Bug 1299339

Summary: Pacemaker's lrmd crashes after certain systemd errors
Product: Red Hat Enterprise Linux 7 Reporter: Jan Kurik <jkurik>
Component: pacemakerAssignee: Ken Gaillot <kgaillot>
Status: CLOSED ERRATA QA Contact: cluster-qe <cluster-qe>
Severity: urgent Docs Contact:
Priority: urgent    
Version: 7.2CC: 252150241, abeekhof, cfeist, cluster-maint, kgaillot, mjuricek, mnavrati, royoung, tlavigne, vlad.socaciu
Target Milestone: rcKeywords: ZStream
Target Release: ---   
Hardware: Unspecified   
OS: Unspecified   
Whiteboard:
Fixed In Version: pacemaker-1.1.13-10.el7_2.1 Doc Type: Bug Fix
Doc Text:
Previously, Pacemaker's Local Resource Management Daemon (lrmd) used an invalid format string when logging certain rare systemd errors. As a consequence, lrmd could terminate unexpectedly with a segmentation fault. A patch has been applied to fix the format string. As a result, lrmd no longer crashes and logs the aforementioned rare error messages as intended.
Story Points: ---
Clone Of: 1284069
: 1394068 (view as bug list) Environment:
Last Closed: 2016-02-16 11:17:51 UTC Type: ---
Regression: --- Mount Type: ---
Documentation: --- CRM:
Verified Versions: Category: ---
oVirt Team: --- RHEL 7.3 requirements from Atomic Host:
Cloudforms Team: --- Target Upstream Version:
Embargoed:
Bug Depends On: 1284069    
Bug Blocks: 1394068    
Attachments:
Description Flags
Crash Data none

Description Jan Kurik 2016-01-18 07:45:45 UTC
This bug has been copied from bug #1284069 and has been proposed
to be backported to 7.2 z-stream (EUS).

Comment 7 errata-xmlrpc 2016-02-16 11:17:51 UTC
Since the problem described in this bug report should be
resolved in a recent advisory, it has been closed with a
resolution of ERRATA.

For information on the advisory, and where to find the updated
files, follow the link below.

If the solution does not work for you, open a new bug report.

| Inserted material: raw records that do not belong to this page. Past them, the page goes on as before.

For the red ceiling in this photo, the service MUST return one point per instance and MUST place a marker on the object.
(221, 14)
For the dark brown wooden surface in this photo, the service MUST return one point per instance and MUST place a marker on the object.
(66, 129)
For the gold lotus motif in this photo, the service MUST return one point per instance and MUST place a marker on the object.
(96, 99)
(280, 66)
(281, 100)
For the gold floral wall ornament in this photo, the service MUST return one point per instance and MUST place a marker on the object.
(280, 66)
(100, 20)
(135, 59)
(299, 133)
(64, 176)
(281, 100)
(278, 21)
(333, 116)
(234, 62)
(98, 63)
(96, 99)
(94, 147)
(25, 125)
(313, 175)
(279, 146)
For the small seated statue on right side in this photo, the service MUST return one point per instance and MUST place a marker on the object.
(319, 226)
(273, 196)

https://rhn.redhat.com/errata/RHBA-2016-0216.html

Comment 8 vlad.socaciu 2016-11-10 23:46:30 UTC
lrmd still crashes quite consistently in pacemaker-1.1.13-10.el7_2.4.x86_64. Here are just two examples:

/opt/unisys_ccg_gid/cluster_scripts #abrt-cli list --since 1478651531
id b10052d2f8f15628c3343c336a446ed40078a16b
reason:         lrmd killed by SIGSEGV
time:           Tue 08 Nov 2016 09:33:42 PM PST
cmdline:        /usr/libexec/pacemaker/lrmd
package:        pacemaker-1.1.13-10.el7_2.4
uid:            0 (root)
count:          1
Directory:      /var/spool/abrt/ccpp-2016-11-08-21:33:42-1563

/var/log/cluster #abrt-cli list
id b01b01d4708d3664f696ae9bea577f5c73dab35d
reason:         lrmd killed by SIGSEGV
time:           Tue 08 Nov 2016 09:36:28 PM PST
cmdline:        /usr/libexec/pacemaker/lrmd
package:        pacemaker-1.1.13-10.el7_2.4
uid:            0 (root)
count:          2
Directory:      /var/spool/abrt/ccpp-2016-11-08-21:36:28-1714

The content of /var/spool/abrt/ccpp-2016-11-08-21:36:28-1714 will be uploaded if the upload works.

Comment 9 vlad.socaciu 2016-11-10 23:48:24 UTC
Created attachment 1219568 [details]
Crash Data

The content of /var/spool/abrt/ccpp-2016-11-08-21:36:28-1714 is posted

Comment 10 Ken Gaillot 2016-11-11 00:00:17 UTC
(In reply to vlad.socaciu from comment #8)
> lrmd still crashes quite consistently in pacemaker-1.1.13-10.el7_2.4.x86_64.

The core backtrace in the abrt instance shows this is a separate issue, so I have opened Bug 1394068 for it.